One of the more popular free devices posted on maxforlive.com in 2013 was Spektro Audio's CV Toolkit, a Max For Live instrument that was designed not to make sound but to generate control voltage signals for modular synthesizers. The device was popular enough that some in the modular community (those that don't use Ableton, mostly) requested a standalone version. Thankfully, Cycling '74 now provides a workflow that (with a bit of effort) allows you to convert Max patches to standalone apps, so the transition was a natural one for the CV Toolkit. During this process Ferre added some new features and a Lemur interface that allowed CV Toolkit to be controlled via iPad. The resulting product was then offered for sale on Spektro Audio's website for $15.
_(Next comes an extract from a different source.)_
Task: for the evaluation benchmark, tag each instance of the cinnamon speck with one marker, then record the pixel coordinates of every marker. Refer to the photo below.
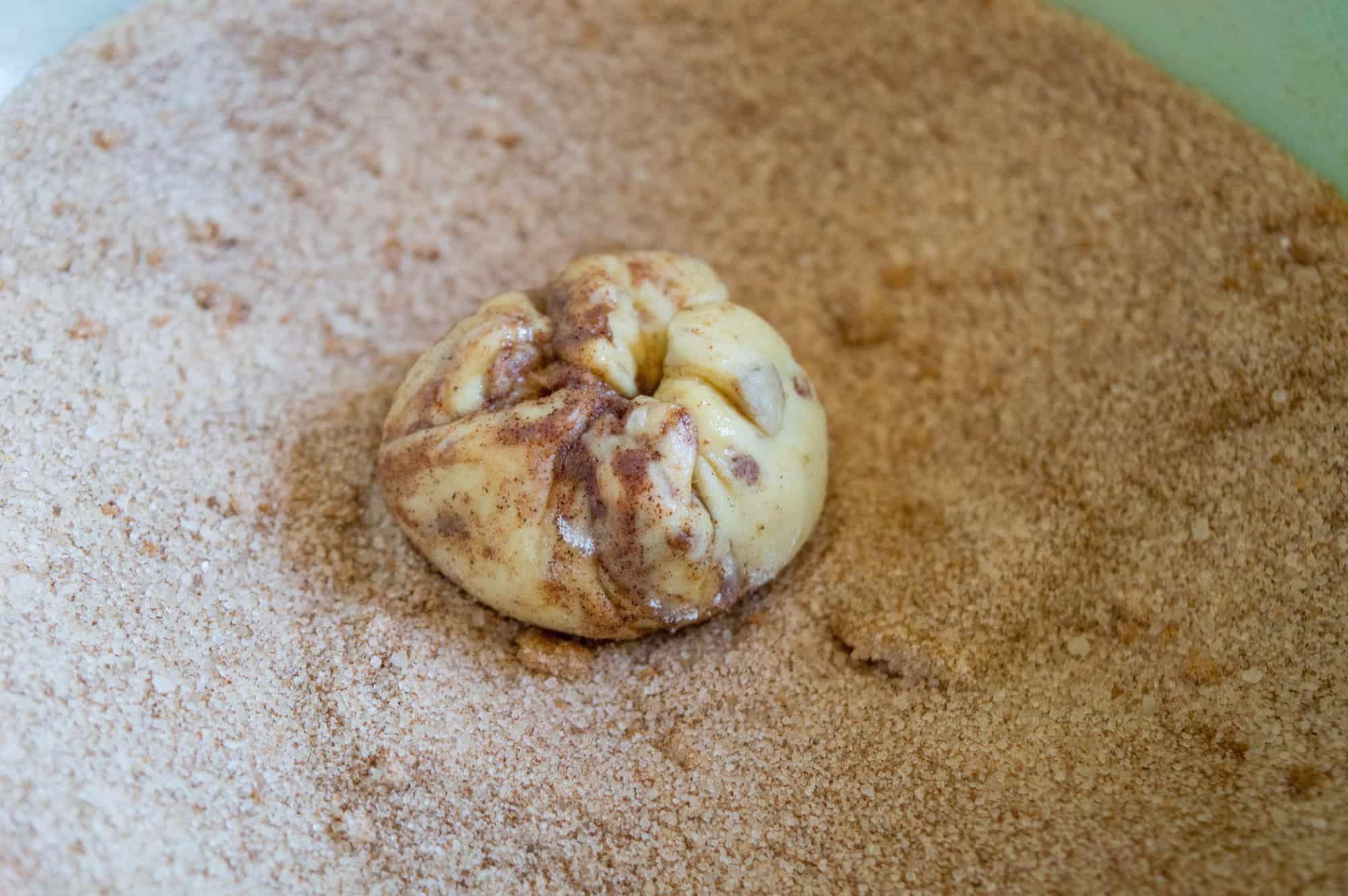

Like pretty much all CV-generating software, CV Toolkit requires a DC-capable audio interface to work its magic. While there are now Eurorack-style interfaces available from manufacturers like Expert Sleepers dedicated to this task, many traditional audio interfaces also work. I tested with a MOTU Traveler without any problems. Once you have your hardware sorted, getting CV Toolkit up and running is as simple as opening the application, selecting your audio interface and turning it on. Using the standalone version of CV Toolkit alongside a DAW gets a bit complicated, though. Since multi-client ASIO is not possible (you might have some success using ASIO4ALL) your best bet is to use two audio interfaces, one for the DAW and one dedicated to CV Toolkit. MIDI Clock synchronization from a DAW is much more straightforward, though, so getting CV Toolkit "in time" with your session is easy.
As I said before, CV Toolkit essentially provides different ways to generate control data for modular gear. This includes three LFOs (two traditional and one dedicated to sample-and-hold), two attack/decay envelopes, one breakpoint envelope, one step sequencer and an advanced generator called a ScanGraph. The latters lets you draw a breakpoint envelope and then scan through it in two ways: manually with a dial or automatically by routing any other signal to it. The result is a constantly sent value based on the location of the envelope currently being scanned.
In addition to the generators, there are a few modules that don't generate signal on their own but process the signal from other modules. The first is the Mix processor, which, as the name suggests, mixes two signals. Then there is the Slew processor, which is used much like the portamento control on a synthesizer to round off the edges of a stepped signal. Finally, the Biased Switcher takes in two signals and periodically chooses one or the other to output. The interval time and the probability of each signal being chosen are the two main controls here.
The signal produced by CV Toolkit's generators can be routed to any of the eight audio interface outputs using the routing matrix, which is an X-Y coordinate matrix just like the one found on the legendary EMS VCS 3 synthesizer (or like the one in the classic Battleship board game). The signal sources are the rows of the matrix, and the possible destinations are the columns. To route a signal to an output you simply click on the correct intersection in the matrix. The processor modules show up as both destinations and sources, so you can for example route the step sequencer output to the Slew, and then the Slew to one of the outputs. Overall the routing matrix works quite well, but the usability suffers a bit towards the bottom rows: since the destination labels are only displayed along the top edge, I found myself having to trace an imaginary line in order to find the right place to make the connection. (The recent 1.1 update adds a feature that provides some visual guidelines.)
Other usability troubles we found in the CV Toolkit include the lack of gain controls on anything other than the LFO modules. The routing matrix has a global trim control, but it would be nice to be able to, for example, restrict the range of the step sequencer or scan graph. Using the trim for this is not ideal, as it will alter other signals like gate as well. Also, activating the tempo synchronization of any of the generators didn't seem to reset the phase—an additional button to reset all controls to match the clock would be useful. The version I tested didn't offer traditional MIDI-to-CV voice control, requiring that you run it alongside something like Silent Way or MOTU Volta; the latest update has added this feature.
When it comes down to it, though, the CV Toolkit turned out to be quite a useful tool, especially with the included Lemur interface. This kind of control at the touch of a finger is an inexpensive way to add the equivalent of hundreds or thousands of dollars worth of modules, bringing new variety to your CV-capable gear. I began to have visions of using it to control MIDI gear as well—maybe in the second version, the routing matrix can include MIDI CC outs. As-is, at $15, CV Toolkit is a must-own for modular users.